Introduction

Spinal cord injuries (SCIs) are life-changing events. One area commonly affected is employment. Reported employment rates post SCI vary greatly worldwide.1 One review of the US literature reported a range of 21–67%.2 This range may in part be attributed to differences in (1) study samples, including size, setting, composition, employment status at time of injury and method of sample selection; (2) the interval over which employment is examined; (3) how dates of employment are determined; (4) the type of data analyzed; (5) analytic methods; and (6) different definitions of employment.

Most US studies focus on paid employment, however measured or defined, rather than the broader rehabilitation goal of productive activity, such as vocational training or informal work.3, 4 Also, certain predictive factors for employment have been examined extensively.5 These include demographic factors, such as race, measures of functional status, time since injury and education.1, 6, 7 Two factors receiving scant attention are income and insurance. Mackenzie et al.8 examined socio-economic correlates of employment, including age, race, education, social support and income at 6 and 12 months post traumatic injury among those employed at the time of injury. Income and social support were the only two significant factors affecting return to employment, with income having the largest role.

In a retrospective study of 154 individuals with SCI, DeVivo et al.9 found that income did not predict employment status, but that unemployed people with SCI had fewer outside sources of support, including private health insurance, workmen's compensation or other types of benefits.

The effect of health insurance coverage on employment is another area in which data are lacking. The role of health insurance is potentially important as it can affect the course of treatment following a SCI. In the United States, the most common treatment pathway is admission to an acute hospital for immediate treatment post injury, then transfer to an inpatient rehabilitation facility after the patient stabilization. For less severe injuries, transfers to home coupled with outpatient programs or home health care may also be options.

In the United States, no single, nationwide system of health insurance or benefit package exists. People purchase health insurance through private insurance plans, either individually or through their employer, or qualify for insurance through one of two government-sponsored plans, Medicare and Medicaid. Administered by the federal government, Medicare is a uniform, national public health insurance program primarily for elderly people. Medicaid is jointly financed by the states and the federal government, but administered by states alone. It covers certain low-income groups. Approximately 14% of the population receives coverage through Medicare, 13% through Medicaid, 68% through the private health insurance market, with the remainder of the population constituting the uninsured.10 Insurance benefits (hereafter insurance benefits refer to health insurance benefits or arrangements), meaning what health care is paid for by the insurer, for how long and under what circumstances, differ by payers. Insurance arrangements may thus affect the length of stay at a facility or the amount of outpatient or in-home care covered post acute discharge. Insurance through contractual arrangements may also affect the pool of providers available to the person seeking care.

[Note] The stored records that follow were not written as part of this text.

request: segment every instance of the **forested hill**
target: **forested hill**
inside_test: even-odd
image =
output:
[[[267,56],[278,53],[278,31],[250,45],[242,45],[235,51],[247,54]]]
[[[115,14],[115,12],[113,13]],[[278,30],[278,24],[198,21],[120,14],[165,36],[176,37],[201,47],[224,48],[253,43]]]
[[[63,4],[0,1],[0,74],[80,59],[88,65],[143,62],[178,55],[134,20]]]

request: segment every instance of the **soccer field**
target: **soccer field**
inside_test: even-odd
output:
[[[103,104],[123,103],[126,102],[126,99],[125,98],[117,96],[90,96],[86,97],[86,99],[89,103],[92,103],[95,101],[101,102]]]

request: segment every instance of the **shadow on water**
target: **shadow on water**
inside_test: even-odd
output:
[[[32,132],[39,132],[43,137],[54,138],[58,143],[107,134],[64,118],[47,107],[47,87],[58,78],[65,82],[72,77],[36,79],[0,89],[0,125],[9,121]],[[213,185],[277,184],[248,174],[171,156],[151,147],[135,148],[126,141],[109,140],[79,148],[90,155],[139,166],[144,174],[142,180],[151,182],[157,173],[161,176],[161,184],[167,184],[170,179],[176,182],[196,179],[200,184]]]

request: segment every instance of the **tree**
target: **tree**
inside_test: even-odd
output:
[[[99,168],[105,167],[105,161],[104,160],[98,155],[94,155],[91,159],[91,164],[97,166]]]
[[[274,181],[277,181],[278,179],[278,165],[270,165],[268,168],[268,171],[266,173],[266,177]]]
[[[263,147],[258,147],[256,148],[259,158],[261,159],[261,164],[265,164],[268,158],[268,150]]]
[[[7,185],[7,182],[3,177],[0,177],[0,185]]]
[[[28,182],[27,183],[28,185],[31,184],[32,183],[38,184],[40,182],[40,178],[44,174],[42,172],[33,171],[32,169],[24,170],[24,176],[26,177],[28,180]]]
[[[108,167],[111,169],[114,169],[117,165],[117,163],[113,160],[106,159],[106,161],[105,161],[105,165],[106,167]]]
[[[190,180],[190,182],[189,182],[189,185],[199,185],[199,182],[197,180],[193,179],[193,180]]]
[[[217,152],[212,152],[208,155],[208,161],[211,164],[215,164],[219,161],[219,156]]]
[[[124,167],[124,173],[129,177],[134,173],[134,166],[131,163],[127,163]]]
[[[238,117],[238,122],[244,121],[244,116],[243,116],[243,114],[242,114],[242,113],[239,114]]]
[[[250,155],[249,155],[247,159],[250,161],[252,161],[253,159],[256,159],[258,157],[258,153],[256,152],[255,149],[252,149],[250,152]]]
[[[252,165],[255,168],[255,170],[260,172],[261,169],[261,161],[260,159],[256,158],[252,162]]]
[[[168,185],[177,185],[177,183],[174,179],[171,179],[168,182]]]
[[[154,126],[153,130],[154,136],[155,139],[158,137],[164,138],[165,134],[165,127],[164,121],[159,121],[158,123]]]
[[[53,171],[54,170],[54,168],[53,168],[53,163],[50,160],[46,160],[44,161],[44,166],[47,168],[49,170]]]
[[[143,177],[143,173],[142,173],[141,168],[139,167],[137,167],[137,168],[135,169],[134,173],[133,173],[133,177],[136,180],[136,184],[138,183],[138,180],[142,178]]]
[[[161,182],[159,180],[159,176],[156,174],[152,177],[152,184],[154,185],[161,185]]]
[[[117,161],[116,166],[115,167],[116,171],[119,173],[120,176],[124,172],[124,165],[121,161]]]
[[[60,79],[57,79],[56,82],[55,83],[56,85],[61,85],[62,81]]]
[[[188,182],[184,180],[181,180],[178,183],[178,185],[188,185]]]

Aside from the impact on care pathways, insurance can also affect incentives to return to work or to seek employment. The majority of people in the private health insurance market obtain insurance through their employers. Maintaining current insurance can generate a strong incentive to return to work. Alternatively, Medicaid is income dependent and those eligible must ensure they do not exceed certain income levels to remain eligible; thus Medicaid coverage can act as a disincentive to work.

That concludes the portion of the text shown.